المجلس العالمي للتسامح والسلام

Exhibition “Us and Them – From Prejudice to Racism”

Musée de l’Homme, Paris, France, 31 March 2017 – 8 January 2018

  • Me and them
    We are all members of the great family of humankind, but each of us is unique, heir to our history but also author of our own life. Our physical appearance, our cultural practices, our religious beliefs, our geographical origins and our position in society are all characteristics – just points on an infinite spectrum – that differentiate us from one another.Our identity therefore comprises many different components, and we should all be free to highlight whichever ones we choose. However, certain historical, social or political contexts have defined certain traits as differences, and used these to imprison individuals in readymade representations and to divide them into categories. The resulting stereotypes and prejudice, whether conscious or unconscious, tend to favour people like us at the risk of discriminating against everyone who isn’t. And as soon as these “differences” are organized into a hierarchy and essentialized, is alive and thrives…
    The first part of the exhibition invites us to discover how identity and alterity are forged, and understand the processes of categorization, hierarchization and essentialization that partake in the production of “everyday” racism.
  • Race and history
    There were two specific contexts in which institutional racism flourished in the West’s sphere of influence between the 16th and 20th centuries – colonial rule, and nationalism.From the 16th to the 18th century, slavery fostered the categorization of people into different kinds amid a prevailing, colonization-induced climate of violence and domination. This phenomenon was given a new lease of life in the 19th century as the major European powers colonized new territories.
    The geopolitical situation influenced scholars in their attempts to use the concept of “race” to classify the many diverse types of human being. Categorization morphed into racialization and eventually developed into “institutional racism”. Racial segregation in the United States had its roots in the racialization that emerged during slavery.

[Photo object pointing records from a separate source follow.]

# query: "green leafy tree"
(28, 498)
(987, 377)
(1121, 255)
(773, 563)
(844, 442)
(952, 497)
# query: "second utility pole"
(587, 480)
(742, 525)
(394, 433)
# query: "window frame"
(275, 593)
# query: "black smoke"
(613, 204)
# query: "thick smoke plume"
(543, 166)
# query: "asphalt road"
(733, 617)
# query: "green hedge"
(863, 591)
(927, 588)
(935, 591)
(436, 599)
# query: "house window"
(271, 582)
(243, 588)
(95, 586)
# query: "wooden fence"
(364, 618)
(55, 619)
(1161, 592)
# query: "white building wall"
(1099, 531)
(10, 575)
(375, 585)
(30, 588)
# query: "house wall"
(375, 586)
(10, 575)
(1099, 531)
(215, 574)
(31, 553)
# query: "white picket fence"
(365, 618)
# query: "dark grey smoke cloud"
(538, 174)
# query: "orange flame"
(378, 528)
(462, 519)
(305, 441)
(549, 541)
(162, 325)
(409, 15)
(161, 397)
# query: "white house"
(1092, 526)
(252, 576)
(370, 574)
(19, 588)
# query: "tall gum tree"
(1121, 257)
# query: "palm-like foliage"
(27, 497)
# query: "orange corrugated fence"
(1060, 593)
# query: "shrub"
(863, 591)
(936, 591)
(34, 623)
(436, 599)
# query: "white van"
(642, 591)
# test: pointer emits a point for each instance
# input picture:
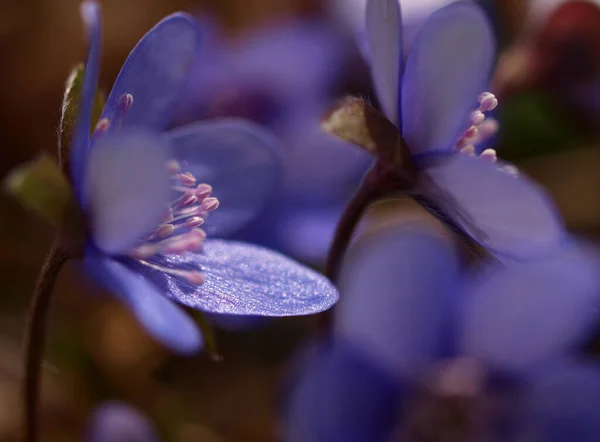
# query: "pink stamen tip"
(164, 230)
(489, 154)
(469, 149)
(143, 252)
(470, 132)
(173, 167)
(175, 247)
(194, 221)
(487, 102)
(187, 179)
(203, 191)
(102, 125)
(476, 117)
(489, 127)
(193, 277)
(168, 216)
(511, 170)
(209, 204)
(126, 101)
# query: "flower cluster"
(146, 193)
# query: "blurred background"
(547, 79)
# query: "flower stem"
(366, 194)
(35, 337)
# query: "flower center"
(179, 232)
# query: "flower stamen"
(179, 231)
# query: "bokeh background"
(548, 82)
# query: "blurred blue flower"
(145, 195)
(118, 422)
(412, 325)
(284, 77)
(431, 99)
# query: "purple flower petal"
(564, 404)
(155, 73)
(509, 215)
(293, 60)
(396, 289)
(519, 315)
(243, 279)
(90, 13)
(447, 68)
(238, 159)
(161, 318)
(308, 156)
(118, 422)
(127, 188)
(384, 35)
(341, 396)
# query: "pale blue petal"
(161, 318)
(118, 422)
(90, 13)
(521, 315)
(244, 279)
(341, 396)
(447, 68)
(511, 216)
(239, 159)
(384, 36)
(563, 404)
(155, 74)
(127, 188)
(396, 290)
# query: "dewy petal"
(90, 13)
(396, 289)
(127, 188)
(243, 279)
(510, 216)
(521, 315)
(447, 68)
(239, 159)
(118, 422)
(384, 36)
(161, 318)
(563, 404)
(340, 396)
(155, 74)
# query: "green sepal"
(41, 186)
(357, 122)
(70, 105)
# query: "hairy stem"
(35, 337)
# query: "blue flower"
(413, 327)
(118, 422)
(283, 77)
(431, 100)
(145, 193)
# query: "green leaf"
(70, 104)
(41, 186)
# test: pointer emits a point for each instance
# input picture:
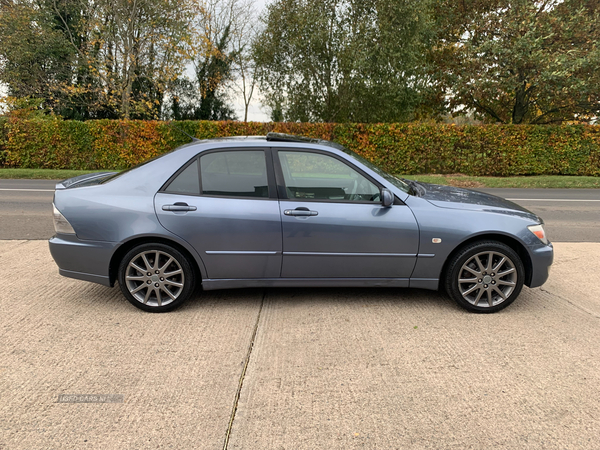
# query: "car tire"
(156, 277)
(485, 276)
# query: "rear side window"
(186, 182)
(234, 174)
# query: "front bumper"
(541, 260)
(82, 260)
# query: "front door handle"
(179, 206)
(300, 212)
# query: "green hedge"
(413, 148)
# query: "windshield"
(392, 179)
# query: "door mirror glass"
(387, 198)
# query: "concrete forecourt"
(297, 368)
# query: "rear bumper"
(541, 260)
(82, 260)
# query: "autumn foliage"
(412, 148)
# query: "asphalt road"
(571, 215)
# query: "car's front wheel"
(156, 277)
(485, 276)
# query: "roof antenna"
(170, 122)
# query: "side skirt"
(212, 284)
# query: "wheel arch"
(513, 243)
(113, 267)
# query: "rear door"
(224, 204)
(334, 225)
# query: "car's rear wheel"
(156, 277)
(485, 276)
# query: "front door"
(334, 225)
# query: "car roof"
(275, 137)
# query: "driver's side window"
(314, 176)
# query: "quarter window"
(234, 174)
(321, 177)
(186, 182)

    Nationalism was a second vector of racism. In the 20th century the Nazis pushed their obsession with racial purity to its most horrifying conclusion – genocide. Rwanda was an emblematic case, because it combined the two principal vectors of racialization: colonialism, which laid the groundwork for the phenomenon, and nationalism, which rekindled it. Racism is not restricted to European countries and their colonies, since it also exists, or used to exist, in other cultures.
  • The situation today
    Today’s political and intellectual environment is very different from the one that fostered the rise of institutional racism. The General Assembly of the United Nations (UN) adopted the Universal Declaration of Human Rights in 1948. The French state has stepped up its efforts to combat racism since the 1970s. Although social scientists have shown that diversity is generally tolerated by the majority population, and that second-generation immigrants have integrated well, certain minority groups still suffer noticeably from unequal treatment and discrimination.

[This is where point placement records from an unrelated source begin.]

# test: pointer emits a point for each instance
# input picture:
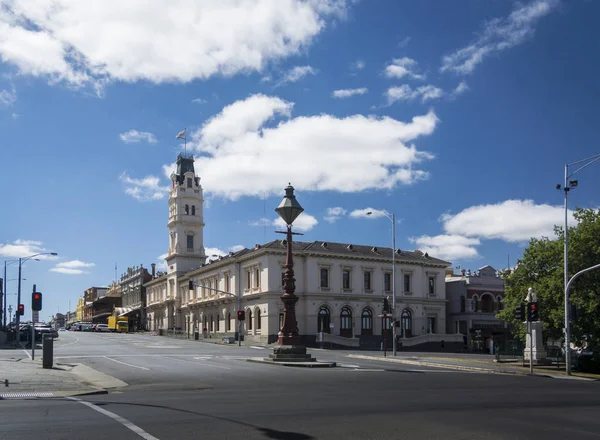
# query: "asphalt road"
(191, 390)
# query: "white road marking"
(125, 363)
(204, 364)
(126, 423)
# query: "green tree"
(542, 267)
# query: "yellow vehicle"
(118, 324)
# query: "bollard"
(47, 351)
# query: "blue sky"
(456, 116)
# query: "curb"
(294, 364)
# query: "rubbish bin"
(47, 351)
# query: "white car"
(102, 328)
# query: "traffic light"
(573, 313)
(533, 312)
(36, 301)
(520, 312)
(386, 305)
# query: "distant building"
(474, 299)
(133, 296)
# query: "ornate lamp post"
(289, 209)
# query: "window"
(406, 323)
(367, 280)
(366, 322)
(346, 322)
(323, 320)
(346, 279)
(324, 278)
(387, 282)
(431, 324)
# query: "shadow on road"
(267, 432)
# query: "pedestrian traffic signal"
(533, 312)
(36, 301)
(520, 312)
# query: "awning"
(122, 311)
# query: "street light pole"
(566, 188)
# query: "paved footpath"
(20, 376)
(465, 363)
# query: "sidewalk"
(20, 377)
(467, 363)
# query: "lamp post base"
(291, 353)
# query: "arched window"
(323, 320)
(257, 318)
(346, 322)
(366, 322)
(406, 323)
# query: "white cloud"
(461, 88)
(8, 97)
(134, 136)
(498, 35)
(148, 188)
(404, 42)
(448, 247)
(364, 213)
(406, 93)
(241, 156)
(24, 248)
(334, 214)
(295, 74)
(347, 93)
(401, 67)
(73, 267)
(358, 65)
(511, 221)
(305, 222)
(172, 41)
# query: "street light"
(392, 218)
(568, 184)
(289, 209)
(21, 261)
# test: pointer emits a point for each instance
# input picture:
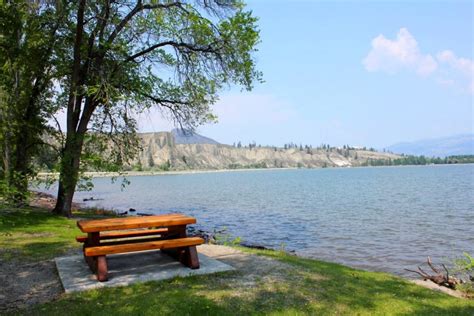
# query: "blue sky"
(368, 73)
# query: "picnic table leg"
(93, 239)
(101, 268)
(98, 265)
(187, 255)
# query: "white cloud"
(402, 53)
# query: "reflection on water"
(375, 218)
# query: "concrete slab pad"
(125, 269)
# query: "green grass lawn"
(305, 287)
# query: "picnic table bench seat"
(183, 249)
(127, 234)
(165, 232)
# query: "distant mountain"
(183, 136)
(165, 151)
(437, 147)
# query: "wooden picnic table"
(131, 234)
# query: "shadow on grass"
(310, 287)
(35, 234)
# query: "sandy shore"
(159, 173)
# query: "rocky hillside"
(161, 151)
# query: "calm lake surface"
(381, 219)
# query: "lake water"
(382, 219)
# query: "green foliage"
(298, 286)
(464, 268)
(419, 160)
(28, 32)
(128, 58)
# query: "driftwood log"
(440, 278)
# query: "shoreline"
(106, 174)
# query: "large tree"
(128, 56)
(28, 36)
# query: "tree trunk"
(19, 174)
(69, 174)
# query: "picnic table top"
(98, 225)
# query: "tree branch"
(138, 8)
(177, 45)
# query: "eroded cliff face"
(161, 152)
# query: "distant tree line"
(419, 160)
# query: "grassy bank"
(303, 286)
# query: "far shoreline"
(105, 174)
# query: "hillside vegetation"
(160, 151)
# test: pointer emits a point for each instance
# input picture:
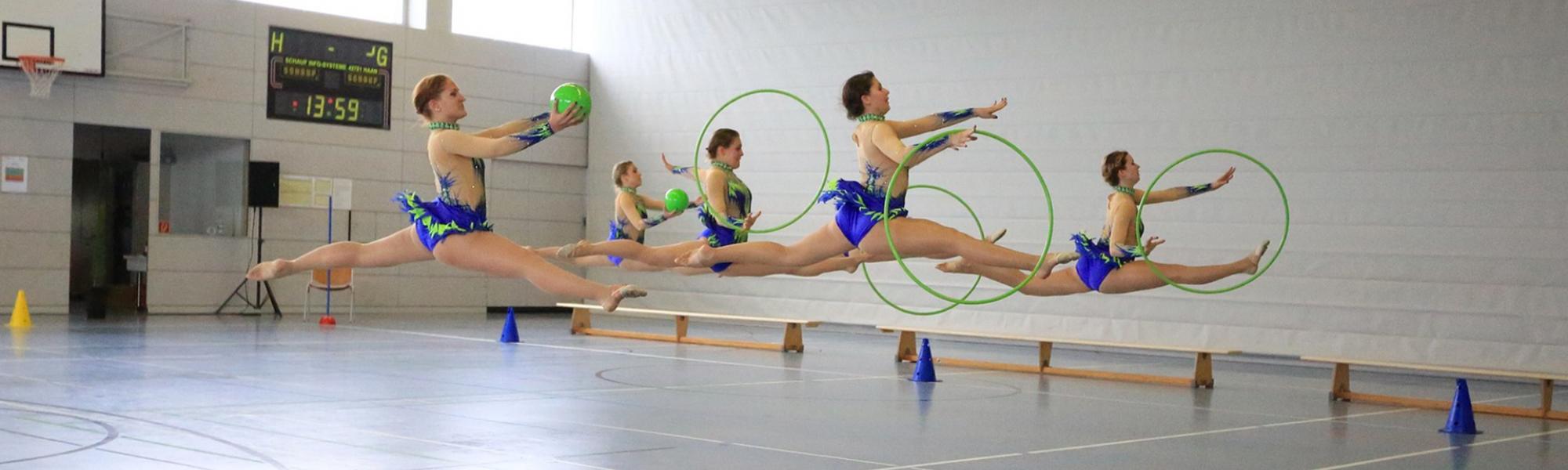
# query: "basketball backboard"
(67, 29)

    We have to admit the failure of anti-racist campaigns between the 1960s and the 1980s, based on scientific research disproving the existence of several “human races”. A multidisciplinary approach between researchers in the life sciences, the humanities and the social sciences has now analyzed the racialist mechanisms operating in racist speeches and practices, and warns against them. Underpinning this approach is a reassertion of the principle that all humans are equal.